The chain is formed by jagged, misshapen links of different metals, and bears many hooks for fastening to the flesh of the bearer. In order to provide any benefits, it must be visible and fastened directly to the body-meaning it is not effective with sealed power armour. When correctly worn and displayed, the chain confers the following benefits:
+5 Strength, +10 to Command and Psyniscience Skill Tests, Immunity to poison and disease.
Additionally, if the chain is worn around the arm, the bearer can use it as a Best Craftsmanship melee weapon with the following profile (Melee; 1d10+4 R; Pen 0; Crippling (5), Tearing, Unwieldy). The additional damage from the Craftsmanship is included in the profile, although remember the player also gains +10 to hit. It also cannot be destroyed by a power field.
- In Rose’s possession.
Pyurultide is one of the many worlds that drift through the Screaming Vortex. Placing dates on the events of the past is futile for a world so warp-infused, but—whether a day or a millennium ago—Pyurultide was a world locked in conflict. The gods Nurgle and Slaanesh fought for dominion over the educated and technologically advanced people of the planet. Pyurultide has continents but no oceans. The gaps between land masses writhe with a sea of insects and vermin. Nurgle’s influence was strong along the coast where this foulness lapped against the land, and here he had many followers. But the inlanders built magnificent spires that climbed above the blighted land. Driven by the desire for perfection, they built ever grander and more terrible towers. At the height of the inlanders’ power it was said their chaotic structures ascended without human intervention, eventually penetrating some dark heaven, where they entrapped angels whose tears coated the horrible spires.

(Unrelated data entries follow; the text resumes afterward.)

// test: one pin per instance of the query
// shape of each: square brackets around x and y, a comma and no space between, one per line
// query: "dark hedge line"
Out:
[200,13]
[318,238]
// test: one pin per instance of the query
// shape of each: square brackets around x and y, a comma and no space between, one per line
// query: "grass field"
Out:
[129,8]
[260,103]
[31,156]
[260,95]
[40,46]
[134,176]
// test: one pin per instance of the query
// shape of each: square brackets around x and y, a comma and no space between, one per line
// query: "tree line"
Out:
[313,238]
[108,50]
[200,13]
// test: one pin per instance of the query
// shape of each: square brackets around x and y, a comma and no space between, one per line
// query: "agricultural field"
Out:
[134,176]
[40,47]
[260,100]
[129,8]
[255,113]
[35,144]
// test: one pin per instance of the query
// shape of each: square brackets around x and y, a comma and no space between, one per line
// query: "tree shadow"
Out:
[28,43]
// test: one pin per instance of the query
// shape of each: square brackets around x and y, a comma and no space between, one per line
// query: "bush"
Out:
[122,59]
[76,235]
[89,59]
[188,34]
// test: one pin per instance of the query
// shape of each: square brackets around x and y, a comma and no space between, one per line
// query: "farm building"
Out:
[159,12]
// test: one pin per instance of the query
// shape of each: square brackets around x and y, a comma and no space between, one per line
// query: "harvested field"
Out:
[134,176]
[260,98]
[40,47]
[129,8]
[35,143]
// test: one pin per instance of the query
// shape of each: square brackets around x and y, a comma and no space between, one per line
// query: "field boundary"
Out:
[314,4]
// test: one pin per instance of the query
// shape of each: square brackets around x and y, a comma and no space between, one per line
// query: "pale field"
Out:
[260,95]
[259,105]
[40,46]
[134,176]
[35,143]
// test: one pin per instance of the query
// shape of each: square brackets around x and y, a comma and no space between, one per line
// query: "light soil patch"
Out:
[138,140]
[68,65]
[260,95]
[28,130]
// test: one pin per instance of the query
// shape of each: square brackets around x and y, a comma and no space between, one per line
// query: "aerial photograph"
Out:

At the centre of the inlanders’ spiralling sky empire was a dynasty of brilliant rulers, who held their people together through iron will and a horrible charisma. However, the Pox Tribes below eventually found a way to infect the flesh and then the loyalties of the high rulers. The instant that their hearts turned from Slaanesh, it is said the spiteful Prince of Desire smote their towers to ruin. The Pox Tribes consumed the survivors of the fall, and the Tyrant’s Cord—the symbol of the rulers’ dynasty—was lost.
Now Pyurultide is consumed by the unending biological warfare of the Pox Tribes. Each tribe carries its own strain of contagion, which defines its culture like a patron saint. With religious fervour they cultivate even more virulent strains of their disease of choice, and then use it against neighbouring unbelievers. Still, in the shadows of hospice cities and the phlegmy whispers of the dying, the legend of the old sky empire lives on. The gilded remembrance of the Dark Princes’s reign only grows brighter the longer they live in disease and decay, but a return to Slaanesh’s ‘glory’ is hopeless as long as the Tyrant’s Cord is lost. If a leader were to emerge wielding the Cord, hundreds of thousands of Pox Warriors would follow him—in rebellion against the Plague Lord, or anywhere else the new Tyrant chose to lead.